I have read the contributing guide and understand what's expected of me
I have signed the CLA
I have run this code in development and it appears to resolve the stated issue
This PR includes tests, or tests are not required/relevant for this PR
I have opened an issue to add/update docs, or docs changes are not required/relevant for this PR
I have run changie new to create a changelog entry

nickozilla · 2023-06-30T08:31:14Z

@dbeatty10 @colin-rogers-dbt - I realised that the implementation I merged in didn't actually address the desired functionality - this PR fixes it

dbt/adapters/bigquery/python_submissions.py

.changes/unreleased/Fixes-20230630-092618.yaml

dbeatty10 · 2023-07-13T16:25:10Z

@nickozilla we're doing release candidates (RC) for dbt-core v1.6 and their associated adapters right now.
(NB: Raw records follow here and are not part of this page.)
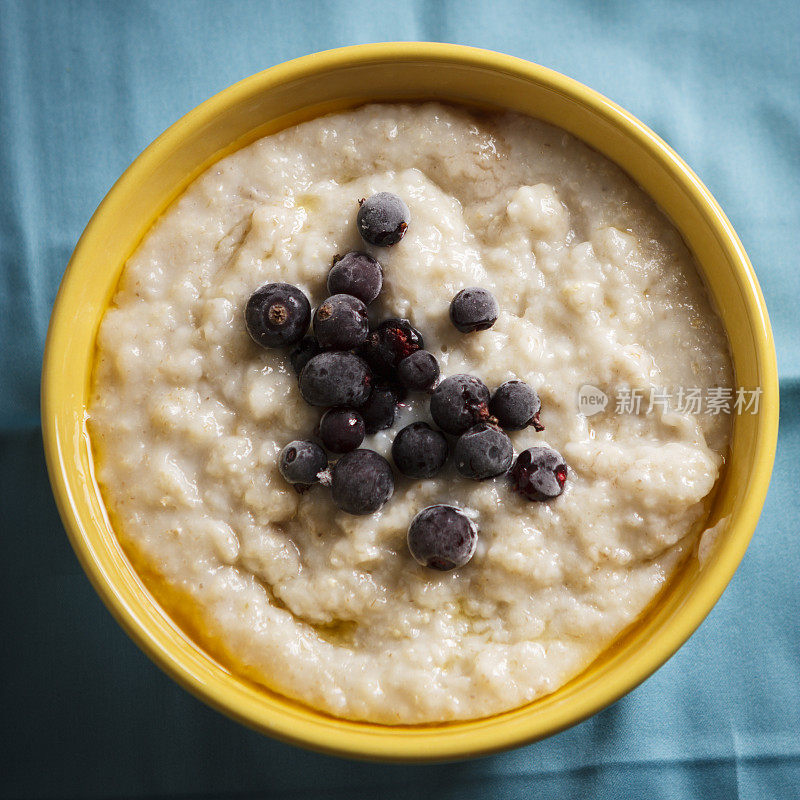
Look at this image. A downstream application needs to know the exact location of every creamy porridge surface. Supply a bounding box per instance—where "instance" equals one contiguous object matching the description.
[89,104,732,723]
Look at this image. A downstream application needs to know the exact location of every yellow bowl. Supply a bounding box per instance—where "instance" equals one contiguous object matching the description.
[42,42,778,761]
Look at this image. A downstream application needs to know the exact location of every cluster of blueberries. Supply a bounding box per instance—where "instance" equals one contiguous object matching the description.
[245,192,567,570]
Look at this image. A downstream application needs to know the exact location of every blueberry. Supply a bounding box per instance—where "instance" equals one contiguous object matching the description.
[358,385,397,433]
[314,294,369,350]
[244,283,311,347]
[328,252,383,305]
[489,381,544,431]
[319,408,365,453]
[356,192,411,247]
[407,505,478,570]
[450,286,500,333]
[289,336,322,375]
[359,317,425,375]
[397,350,439,392]
[300,352,372,407]
[278,441,328,487]
[511,446,567,500]
[431,375,490,434]
[331,450,394,514]
[453,422,514,481]
[392,422,448,478]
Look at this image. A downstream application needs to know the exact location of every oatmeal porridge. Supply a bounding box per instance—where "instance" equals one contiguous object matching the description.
[89,103,733,723]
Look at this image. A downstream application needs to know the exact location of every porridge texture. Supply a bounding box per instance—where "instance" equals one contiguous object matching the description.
[89,104,732,723]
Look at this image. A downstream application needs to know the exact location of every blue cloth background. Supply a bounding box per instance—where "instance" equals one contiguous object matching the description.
[0,0,800,800]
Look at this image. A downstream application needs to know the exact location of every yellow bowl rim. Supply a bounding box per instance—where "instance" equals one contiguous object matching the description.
[41,42,779,761]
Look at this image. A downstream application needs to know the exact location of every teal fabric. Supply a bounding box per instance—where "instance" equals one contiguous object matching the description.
[0,0,800,800]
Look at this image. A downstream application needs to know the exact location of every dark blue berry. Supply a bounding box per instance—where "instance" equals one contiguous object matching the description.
[314,294,369,350]
[289,336,322,375]
[328,252,383,305]
[397,350,439,392]
[319,408,365,453]
[278,441,328,487]
[358,385,397,433]
[407,505,478,570]
[356,192,411,247]
[450,286,500,333]
[431,375,490,435]
[511,446,567,500]
[244,283,311,347]
[331,450,394,515]
[300,352,372,407]
[359,318,425,375]
[489,381,544,431]
[392,422,448,478]
[453,422,514,481]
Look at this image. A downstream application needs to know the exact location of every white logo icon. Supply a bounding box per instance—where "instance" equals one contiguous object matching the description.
[578,383,608,417]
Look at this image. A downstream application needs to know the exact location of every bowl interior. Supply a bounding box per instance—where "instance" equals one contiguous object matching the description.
[42,43,778,760]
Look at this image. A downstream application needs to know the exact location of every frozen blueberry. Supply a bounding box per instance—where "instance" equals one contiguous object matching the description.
[244,283,311,347]
[278,441,328,487]
[289,336,321,375]
[453,422,514,481]
[300,352,372,408]
[319,408,365,453]
[328,252,383,305]
[356,192,411,247]
[358,385,397,433]
[359,317,425,375]
[407,505,478,570]
[450,286,500,333]
[431,375,490,435]
[489,381,544,431]
[392,422,448,478]
[511,446,567,500]
[314,294,369,350]
[397,350,439,392]
[331,450,394,515]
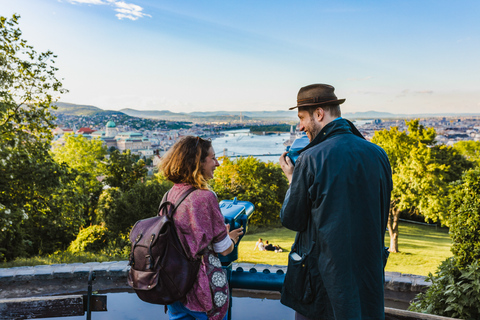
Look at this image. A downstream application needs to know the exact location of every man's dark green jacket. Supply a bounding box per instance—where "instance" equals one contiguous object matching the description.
[280,119,392,319]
So that dbt-bigquery is in a solid state for the RC for 1.6 and to avoid the issue described in #822, we're going to use #826 to revert the original PR in #727.

Then going forward, this PR (#804) can be used as the new implementation of the batch_id feature with the idea of it being ready for inclusion in dbt v1.7.

dbeatty10 · 2023-07-17T13:51:10Z

@nickozilla could you add at least one test case that covers this new behavior? Ideally, it would include at least two different dbt Python models each with a different custom batch_id.

Let us know if you need any help finding an existing test as a template to follow.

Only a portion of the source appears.